The pandemic and its viruses didn’t exactly end, however, and record stores were hardly the only small businesses that were hurting. So Vinyl Nation supported that community, too. Boone continues:

We reached out to arthouse cinemas and said, hey, you guys are all still shuttered. We’d like to help you, too. So we did a virtual screener release with about 80 arthouse cinemas, and some more record stores came on board, and at the same time Kevin goes, well what about the festivals? Like, we love film festivals, why aren’t we trying to do something for them too? And I thought, well, I don’t know if they’re going to be interested, because we’ve done this kind of backwards release.

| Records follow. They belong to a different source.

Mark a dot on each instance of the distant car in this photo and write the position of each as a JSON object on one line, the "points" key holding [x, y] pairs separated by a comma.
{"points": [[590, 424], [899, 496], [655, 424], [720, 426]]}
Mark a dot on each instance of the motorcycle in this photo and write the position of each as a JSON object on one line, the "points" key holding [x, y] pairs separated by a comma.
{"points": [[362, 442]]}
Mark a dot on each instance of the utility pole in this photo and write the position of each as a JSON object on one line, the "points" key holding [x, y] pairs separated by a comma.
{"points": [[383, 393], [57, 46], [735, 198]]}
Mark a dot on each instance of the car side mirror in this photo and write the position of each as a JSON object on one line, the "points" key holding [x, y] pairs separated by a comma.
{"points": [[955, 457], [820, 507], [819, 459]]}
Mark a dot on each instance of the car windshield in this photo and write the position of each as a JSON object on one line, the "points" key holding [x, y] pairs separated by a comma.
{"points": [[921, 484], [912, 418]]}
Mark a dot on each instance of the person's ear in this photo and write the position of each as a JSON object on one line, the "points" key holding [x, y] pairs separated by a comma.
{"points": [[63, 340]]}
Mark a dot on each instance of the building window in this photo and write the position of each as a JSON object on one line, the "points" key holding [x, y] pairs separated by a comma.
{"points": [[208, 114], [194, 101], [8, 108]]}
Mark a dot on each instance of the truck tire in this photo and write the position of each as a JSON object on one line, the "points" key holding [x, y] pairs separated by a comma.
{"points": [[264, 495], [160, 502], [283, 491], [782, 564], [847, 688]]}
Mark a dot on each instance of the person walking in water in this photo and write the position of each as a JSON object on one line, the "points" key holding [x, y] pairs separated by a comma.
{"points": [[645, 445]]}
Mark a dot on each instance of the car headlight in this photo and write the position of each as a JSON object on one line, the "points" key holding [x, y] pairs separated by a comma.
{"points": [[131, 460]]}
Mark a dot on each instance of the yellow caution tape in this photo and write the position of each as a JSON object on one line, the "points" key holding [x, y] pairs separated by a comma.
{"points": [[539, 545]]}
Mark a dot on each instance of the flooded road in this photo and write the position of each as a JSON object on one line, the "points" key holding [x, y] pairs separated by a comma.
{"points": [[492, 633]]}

Hands flip through hundreds of records in Vinyl Nation
1091 Pictures

Most film festivals generally don’t accept submissions from movies that have been screened elsewhere; they tend to be occasions for exclusive premiers, so Boone wasn’t sure if film festivals would be interested in a movie that had been screened in small communities of music and film lovers for months. As Smokler says:

That rule was essentially abandoned because of the pandemic […] There were over 100 festivals in the United States alone that had signed something called ‘the film festival survival pledge,’ basically saying they will do whatever it takes to make sure that our film festivals survive this pandemic, and to assure that our community still gets quality cinema. I just said to Chris, these are our kind of people. These are people who want the same thing for their community that record stores want for their communities. This is what we made this movie for. So we just started asking around […] We got one or two nos, but we mostly got about 98 yeses, and in fact, most of them were like, please take this waiver code or and don’t bother paying. We just appreciate you understanding the mess we’re in, the mess that the whole country and the world is in, and so gradually we started showing it at virtual film festivals.

As Smokler touchingly says, “It had sort of reaffirmed what we knew Vinyl Nation was about. It said that there’s kind of friends everywhere, even if it often doesn’t seem like it on the surface.”

Vinyl Nation Goes Digital

The journey that Smokler and Boone went on began as a way to understand why vinyl records have grown so popular again. Was it nostalgia in the age of the reboot, when everyone moves forward by looking back? Was it hipster fashion, a kind of cool trend? Was it a byproduct of capitalism and materialism, a pushback against the digitization of everything, a desire for physical possessions? Ultimately, whatever Vinyl Nation might signify, at the end of the day it’s about people, and the adventure these directors took led to a deeper understanding of community (for them and their audience) in an era in which such a thing is direly important. Music’s great, but it needs ears to hear it.


Vinyl Nation, from 1091 Pictures, arrives on digital on April 19 in a beautiful 4k master.